Human CD34+ hematopoietic stem and progenitor cells (HSPCs) are a standard source of cells for clinical HSC transplantations as well as experimental xenotransplantation to generate “humanized mice”. To further extend the range of applications of these humanized mice, we developed a protocol to efficiently edit the genomes of human CD34+ HSPCs before transplantation. In the past, manipulating HSPCs has been complicated by the fact that they are inherently difficult to transduce with lentivectors, and rapidly lose their stemness and engraftment potential during in vitro culture. However, with optimized nucleofection of sgRNA:Cas9 ribonucleoprotein complexes, we are now able to edit a candidate gene in CD34+ HSPCs with almost 100% efficiency, and without affecting their potential for engraftment and multilineage differentiation in mice. The result is a humanized mouse from which we knocked out a gene of interest from their human immune system.

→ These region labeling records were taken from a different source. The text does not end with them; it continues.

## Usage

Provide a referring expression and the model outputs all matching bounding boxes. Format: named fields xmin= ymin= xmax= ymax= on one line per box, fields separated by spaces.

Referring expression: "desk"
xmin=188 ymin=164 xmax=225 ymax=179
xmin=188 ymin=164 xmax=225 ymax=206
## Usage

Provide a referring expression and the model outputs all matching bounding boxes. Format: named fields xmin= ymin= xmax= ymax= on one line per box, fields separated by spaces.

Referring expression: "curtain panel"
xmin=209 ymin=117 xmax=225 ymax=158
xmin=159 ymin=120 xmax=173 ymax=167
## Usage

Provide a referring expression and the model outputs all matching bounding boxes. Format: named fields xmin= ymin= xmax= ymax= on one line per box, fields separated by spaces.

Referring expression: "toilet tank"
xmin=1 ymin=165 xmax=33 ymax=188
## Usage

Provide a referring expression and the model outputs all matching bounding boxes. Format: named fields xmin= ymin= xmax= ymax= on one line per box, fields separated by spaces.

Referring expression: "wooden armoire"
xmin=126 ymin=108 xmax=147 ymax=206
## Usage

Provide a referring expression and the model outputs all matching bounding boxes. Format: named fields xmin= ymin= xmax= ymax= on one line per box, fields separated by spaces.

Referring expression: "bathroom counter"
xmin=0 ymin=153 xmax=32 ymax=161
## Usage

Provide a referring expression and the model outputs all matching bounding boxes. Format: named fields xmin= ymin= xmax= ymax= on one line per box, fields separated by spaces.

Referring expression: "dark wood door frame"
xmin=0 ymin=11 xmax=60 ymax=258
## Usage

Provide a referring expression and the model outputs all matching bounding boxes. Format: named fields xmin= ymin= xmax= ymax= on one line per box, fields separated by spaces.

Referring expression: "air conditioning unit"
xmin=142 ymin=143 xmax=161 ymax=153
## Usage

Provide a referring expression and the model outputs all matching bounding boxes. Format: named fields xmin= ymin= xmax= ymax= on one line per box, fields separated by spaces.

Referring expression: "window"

Competing Interest Statement

The authors have declared no competing interest.

Footnotes

  • This revision updates results with additional validation experiments both in vitro and in vivo, corrects several typos, and adds two authors.

Copyright 
The copyright holder for this preprint is the author/funder, who has granted bioRxiv a license to display the preprint in perpetuity. It is made available under a CC-BY-NC 4.0 International license.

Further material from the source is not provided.